Flow Policy Gradients for Robot Control
Brent Yi, Hongsuk Choi, Himanshu Gaurav Singh, Xiaoyu Huang, Takara E. Truong, Carmelo Sferrazza, Yi Ma, Rocky Duan, Pieter Abbeel, Guanya Shi, Karen Liu, Angjoo Kanazawa
TL;DR
Flow policy gradients provide a likelihood-free route to train expressive flow-based policies for robotic control. The authors introduce FPO++, an enhancement with per-sample ratio clipping and an asymmetric trust region to stabilize training across locomotion, humanoid sim-to-real, and manipulation fine-tuning, plus zero-sampling at test time to reduce latency. Experiments demonstrate robust sim-to-real transfer on humanoids and improved exploration and robustness over Gaussian PPO baselines, with ablations highlighting the importance of per-sample ratios and ASPO. This work challenges the necessity of explicit likelihoods in policy gradient RL for robotics, expanding the design space for flow-based reinforcement learning in real-world control systems.
Abstract
Likelihood-based policy gradient methods are the dominant approach for training robot control policies from rewards.
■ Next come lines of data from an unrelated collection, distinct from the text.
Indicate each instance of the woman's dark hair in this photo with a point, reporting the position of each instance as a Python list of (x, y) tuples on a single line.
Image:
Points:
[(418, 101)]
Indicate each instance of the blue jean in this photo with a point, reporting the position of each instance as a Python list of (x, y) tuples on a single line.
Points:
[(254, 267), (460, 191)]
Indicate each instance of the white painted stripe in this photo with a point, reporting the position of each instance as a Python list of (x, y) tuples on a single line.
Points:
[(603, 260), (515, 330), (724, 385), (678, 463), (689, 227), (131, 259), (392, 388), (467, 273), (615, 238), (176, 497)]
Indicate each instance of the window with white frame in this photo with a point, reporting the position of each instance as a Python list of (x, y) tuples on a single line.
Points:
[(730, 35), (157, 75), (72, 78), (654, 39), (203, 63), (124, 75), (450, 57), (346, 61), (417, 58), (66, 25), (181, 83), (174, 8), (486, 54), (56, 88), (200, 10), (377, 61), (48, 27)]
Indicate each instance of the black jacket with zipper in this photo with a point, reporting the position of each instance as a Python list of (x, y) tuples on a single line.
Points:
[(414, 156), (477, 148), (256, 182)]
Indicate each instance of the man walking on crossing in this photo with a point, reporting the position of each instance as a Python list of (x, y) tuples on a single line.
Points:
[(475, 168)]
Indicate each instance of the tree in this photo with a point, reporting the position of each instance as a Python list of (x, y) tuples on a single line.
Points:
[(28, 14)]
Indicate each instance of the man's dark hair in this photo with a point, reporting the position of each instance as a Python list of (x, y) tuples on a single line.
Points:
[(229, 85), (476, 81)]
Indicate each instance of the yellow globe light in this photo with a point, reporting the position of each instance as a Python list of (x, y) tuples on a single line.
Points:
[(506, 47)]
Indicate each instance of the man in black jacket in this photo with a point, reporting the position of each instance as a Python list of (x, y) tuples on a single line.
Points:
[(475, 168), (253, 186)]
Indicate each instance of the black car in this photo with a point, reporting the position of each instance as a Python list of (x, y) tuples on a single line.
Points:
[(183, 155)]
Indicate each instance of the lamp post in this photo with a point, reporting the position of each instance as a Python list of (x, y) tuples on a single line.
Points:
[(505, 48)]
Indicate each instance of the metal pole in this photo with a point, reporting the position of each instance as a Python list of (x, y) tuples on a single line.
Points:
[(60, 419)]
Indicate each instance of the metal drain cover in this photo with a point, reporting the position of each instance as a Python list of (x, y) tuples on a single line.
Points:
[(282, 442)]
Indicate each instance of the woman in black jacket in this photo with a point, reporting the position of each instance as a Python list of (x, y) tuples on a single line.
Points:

These methods rely on differentiable action likelihoods, which constrain policy outputs to simple distributions like Gaussians. In this work, we show how flow matching policy gradients -- a recent framework that bypasses likelihood computation -- can be made effective for training and fine-tuning more expressive policies in challenging robot control settings. We introduce an improved objective that enables success in legged locomotion, humanoid motion tracking, and manipulation tasks, as well as robust sim-to-real transfer on two humanoid robots. We then present ablations and analysis on training dynamics. Results show how policies can exploit the flow representation for exploration when training from scratch, as well as improved fine-tuning robustness over baselines.